Assis en terrasse, seuls sur la place du village, nous nous étonnons de toutes ces photos de voitures qui sont affichées un peu partout. Le Mans fait rayonner la culture des 24 heures, je suppose. Siméon ne prend pas un, mais deux cafés ; je fais de même, il m'entraine dans sa débauche. C'est aussi l'occasion de se ravitailler, notamment en fromage frais local. Nous en consommerons plusieurs au fil du séjour, agrémentés différemment. Ensuite, un petit tour dans l'église, qui est largement au-dessus de la moyenne, grâce à ses peintures murales assez bien conservées. Divers motifs se déploient dans un déchainement de doré pâle et de bordeaux délavé, entrecoupés par des scénettes. J’apprécie particulièrement le serpent, qui trône en bonne place, et je m'interroge sur sa signification. Pour payer l'allumage d'un lampadaire qui éclaire d'antiques statuettes, Siméon fait preuve d'une morale chrétienne exemplaire en insérant une petite pièce dans la fente consacrée.

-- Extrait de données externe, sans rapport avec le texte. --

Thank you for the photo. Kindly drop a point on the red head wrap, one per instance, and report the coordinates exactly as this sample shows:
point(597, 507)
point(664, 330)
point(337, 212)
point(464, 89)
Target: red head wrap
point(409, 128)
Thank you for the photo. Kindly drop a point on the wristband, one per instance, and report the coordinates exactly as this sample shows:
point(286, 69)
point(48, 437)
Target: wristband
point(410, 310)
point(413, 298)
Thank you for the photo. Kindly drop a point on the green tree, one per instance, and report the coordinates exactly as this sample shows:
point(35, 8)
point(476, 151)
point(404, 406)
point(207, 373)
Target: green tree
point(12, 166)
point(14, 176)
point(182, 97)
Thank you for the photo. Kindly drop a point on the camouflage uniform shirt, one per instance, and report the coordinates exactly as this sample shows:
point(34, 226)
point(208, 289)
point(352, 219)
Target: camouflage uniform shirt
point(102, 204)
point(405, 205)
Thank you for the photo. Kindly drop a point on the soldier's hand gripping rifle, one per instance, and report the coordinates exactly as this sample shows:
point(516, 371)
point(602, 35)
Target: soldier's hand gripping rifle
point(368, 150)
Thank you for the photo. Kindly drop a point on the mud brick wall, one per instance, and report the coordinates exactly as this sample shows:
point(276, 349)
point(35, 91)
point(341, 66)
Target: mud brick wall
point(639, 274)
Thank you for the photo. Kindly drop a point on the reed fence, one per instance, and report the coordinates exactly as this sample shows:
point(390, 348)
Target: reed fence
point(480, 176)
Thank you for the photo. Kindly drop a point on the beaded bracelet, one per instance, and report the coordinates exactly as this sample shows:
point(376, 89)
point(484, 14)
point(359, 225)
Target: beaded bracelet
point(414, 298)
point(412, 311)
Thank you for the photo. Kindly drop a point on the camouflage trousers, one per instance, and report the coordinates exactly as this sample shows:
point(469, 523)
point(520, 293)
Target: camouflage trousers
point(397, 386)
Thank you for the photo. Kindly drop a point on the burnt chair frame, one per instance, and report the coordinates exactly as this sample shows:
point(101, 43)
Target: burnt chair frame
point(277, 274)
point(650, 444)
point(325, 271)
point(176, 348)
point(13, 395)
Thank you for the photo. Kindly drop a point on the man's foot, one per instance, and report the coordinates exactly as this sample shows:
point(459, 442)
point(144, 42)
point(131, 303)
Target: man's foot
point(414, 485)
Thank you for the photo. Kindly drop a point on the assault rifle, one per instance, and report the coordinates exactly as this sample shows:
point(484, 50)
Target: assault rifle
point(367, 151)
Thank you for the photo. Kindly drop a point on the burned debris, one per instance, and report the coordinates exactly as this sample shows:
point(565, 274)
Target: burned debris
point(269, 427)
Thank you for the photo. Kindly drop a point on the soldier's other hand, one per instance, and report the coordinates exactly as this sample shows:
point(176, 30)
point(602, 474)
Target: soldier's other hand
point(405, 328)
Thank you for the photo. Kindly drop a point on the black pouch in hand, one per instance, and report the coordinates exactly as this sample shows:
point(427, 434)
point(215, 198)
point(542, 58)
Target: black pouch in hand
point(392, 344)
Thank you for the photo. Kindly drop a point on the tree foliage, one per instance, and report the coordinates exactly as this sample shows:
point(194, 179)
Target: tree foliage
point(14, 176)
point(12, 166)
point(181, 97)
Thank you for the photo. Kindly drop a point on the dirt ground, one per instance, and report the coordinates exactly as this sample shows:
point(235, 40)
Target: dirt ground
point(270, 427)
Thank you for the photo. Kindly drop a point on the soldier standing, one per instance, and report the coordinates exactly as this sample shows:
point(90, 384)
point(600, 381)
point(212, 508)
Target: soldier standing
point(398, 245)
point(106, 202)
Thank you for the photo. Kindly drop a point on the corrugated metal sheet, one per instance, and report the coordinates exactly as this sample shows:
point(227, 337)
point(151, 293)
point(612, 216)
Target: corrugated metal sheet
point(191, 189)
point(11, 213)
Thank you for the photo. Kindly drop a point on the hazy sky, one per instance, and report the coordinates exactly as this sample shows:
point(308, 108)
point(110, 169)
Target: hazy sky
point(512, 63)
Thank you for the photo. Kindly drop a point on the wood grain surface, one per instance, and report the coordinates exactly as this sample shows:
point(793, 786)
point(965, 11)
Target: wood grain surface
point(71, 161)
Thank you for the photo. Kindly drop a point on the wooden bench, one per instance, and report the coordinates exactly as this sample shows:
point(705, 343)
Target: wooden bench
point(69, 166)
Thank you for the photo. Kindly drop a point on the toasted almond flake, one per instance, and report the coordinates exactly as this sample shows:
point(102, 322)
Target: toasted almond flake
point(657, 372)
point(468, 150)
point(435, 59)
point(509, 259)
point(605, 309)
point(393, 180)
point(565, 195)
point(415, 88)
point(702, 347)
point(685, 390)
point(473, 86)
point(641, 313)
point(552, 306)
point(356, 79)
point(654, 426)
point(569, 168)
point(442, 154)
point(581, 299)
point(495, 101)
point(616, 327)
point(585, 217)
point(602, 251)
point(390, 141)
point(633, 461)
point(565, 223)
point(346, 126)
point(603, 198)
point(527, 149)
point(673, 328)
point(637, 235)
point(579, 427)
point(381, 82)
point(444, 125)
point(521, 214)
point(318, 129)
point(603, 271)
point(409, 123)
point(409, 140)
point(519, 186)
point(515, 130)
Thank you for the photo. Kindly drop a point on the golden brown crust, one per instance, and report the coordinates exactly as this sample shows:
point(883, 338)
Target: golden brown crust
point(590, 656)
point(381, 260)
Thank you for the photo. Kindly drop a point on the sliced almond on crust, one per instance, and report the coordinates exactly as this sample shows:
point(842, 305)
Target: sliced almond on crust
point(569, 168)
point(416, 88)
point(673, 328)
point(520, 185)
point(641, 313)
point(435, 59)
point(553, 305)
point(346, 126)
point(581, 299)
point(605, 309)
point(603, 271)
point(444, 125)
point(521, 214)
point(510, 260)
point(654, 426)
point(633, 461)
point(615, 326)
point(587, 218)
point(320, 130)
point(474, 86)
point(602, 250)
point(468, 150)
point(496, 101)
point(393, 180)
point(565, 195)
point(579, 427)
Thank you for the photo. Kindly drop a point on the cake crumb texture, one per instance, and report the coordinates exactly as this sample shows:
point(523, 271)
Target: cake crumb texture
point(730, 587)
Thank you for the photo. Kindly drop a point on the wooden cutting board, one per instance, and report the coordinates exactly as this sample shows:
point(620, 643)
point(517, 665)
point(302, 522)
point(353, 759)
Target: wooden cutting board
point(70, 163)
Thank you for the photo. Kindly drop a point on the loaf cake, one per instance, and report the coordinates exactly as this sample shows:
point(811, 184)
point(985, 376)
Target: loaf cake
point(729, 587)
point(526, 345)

Ensuite, nous filons en direction du canyon, encore une fois arrêtés par de jolis et antiques vergers. Plus émoustillant encore, le Domaine du Gasseau nous plait suffisamment pour que nous nous y arrêtions déjeuner. Il s'agit d'une sorte d’hôtel-restaurant agrémenté de diverses activités d'extérieur et d'un superbe jardin, c'est bien entendu ce dernier qui nous arrête. C'est un jardin qui a plus une vocation éducative que productive, ce qui ne l'empêche pas d'être aguichant, et ça a l'avantage de m'enlever tout remord quand je me sers allégrement en groseilles. Pendant que Siméon, comme il l'a déjà fait hier au bord de la Sarthe, fait un petit enregistrement sonore pour ses sonnets sur écoute, j'explore. Tout est planté dans un désordre ordonné, entièrement mulché, de façon très permaculturelle. De multiples aromatiques cohabitent avec les tomates, les kiwis s'élèvent sur des pergolas de métal, les baies longent les murs et laissent la place à des poiriers palissés, le coin des courges accueille comme mon propre potager des courgettes blanches d'Égypte, et les haricots grimpent sur les filets tenus par des bambous. Il tombe une petite pluie et nous décidons de manger ici, sur une énorme souche transformée en table et protégée par un modeste pare-soleil qui nous sert de pare-à-pluie.
En sortant, je découvre un mûrier — l'arbre, pas la ronce — qui donne des baies noires énormes, bien plus grosses que celles des morus alba pendula qui chez moi m'en ont donné abondement un peu plus tôt, car plus au sud. Je suis profondément ému en constatant que, bien que l'arbre soit dans un coin fortement passant de la propriété, les baies non cueillies tapissent le sol d'une purée noire. J'en dévore avidement des poignées entières sous le regard désapprobateur des adultes qui gardent une classe ou une colo juste à côté ; moi, je suis persuadé de donner le bon exemple.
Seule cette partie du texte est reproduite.